Another 20 miles up the coast from Doonbeg, near the haunting, fog-blanketed Cliffs of Moher, Old Tom Morris (in 1892) and Alister MacKenzie (in 1927) produced the world-renowned Old Course, one of two courses at Lahinch Golf Club (the second is the Castle Course). The Old Course is acclaimed for its sweeping seaside spread, roaming goats and tricked-up signature holes like the blind par-3 “Dell.”


About 20 miles north of Tralee, Ballybunion is one of Ireland’s most prestigious golf clubs, boasting unmatched history and peculiarity.
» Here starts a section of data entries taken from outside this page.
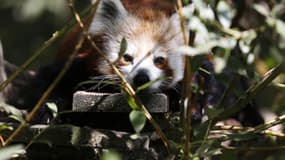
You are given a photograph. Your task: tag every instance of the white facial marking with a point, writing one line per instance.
(145, 41)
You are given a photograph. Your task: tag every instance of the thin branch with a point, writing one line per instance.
(38, 53)
(251, 92)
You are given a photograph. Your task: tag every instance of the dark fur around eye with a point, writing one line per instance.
(128, 58)
(159, 61)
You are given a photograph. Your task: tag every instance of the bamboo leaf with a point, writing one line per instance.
(138, 120)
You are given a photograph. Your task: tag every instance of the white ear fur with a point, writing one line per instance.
(109, 13)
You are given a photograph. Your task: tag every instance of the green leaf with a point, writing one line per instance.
(53, 108)
(225, 13)
(280, 27)
(5, 127)
(261, 9)
(146, 85)
(123, 47)
(7, 152)
(12, 111)
(111, 155)
(138, 120)
(132, 102)
(214, 112)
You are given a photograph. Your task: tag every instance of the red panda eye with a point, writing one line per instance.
(128, 58)
(159, 61)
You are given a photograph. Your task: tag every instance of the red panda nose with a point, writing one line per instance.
(141, 78)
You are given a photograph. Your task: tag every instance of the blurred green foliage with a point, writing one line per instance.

The original course (the Old Course) existed as nine holes from 1893 to 1928. It was redesigned in 1995 by Tom Watson to improve playability between the ocean and the fascinating mid-course cemetery. The more challenging Cashen Course was designed by Robert Trent Jones Sr. in the early ’80s.


Northern Ireland may only make up one-sixth of the island, but it matches the southern portion in both natural and golf splendor. Filming sites for the HBO series Game of Thrones have made the north coast exceedingly popular, with highlights like the 40,000 basalt columns of the Giant’s Causeway and the Carrick-a-Rede Rope Bridge.

Royal County Down

Golf Digest named The Championship Links at Royal County Down, 32 miles south of Belfast, the No. 1 Course in the World. Built by Old Tom Morris in 1889, this 7,200-yard test of wills and skills is set against the ever-shifting, sandy landscape and Mother Nature’s temperamental crosswinds.

Royal Portrush 

The private Royal Portrush Golf Club, 60 miles north of Belfast, was founded in 1888 with two 18-hole courses offering views that span from the nearby Dunluce Castle to the distant Giant’s Causeway. The club’s Dunluce Course was selected to host the prestigious Open Championship in July 2019.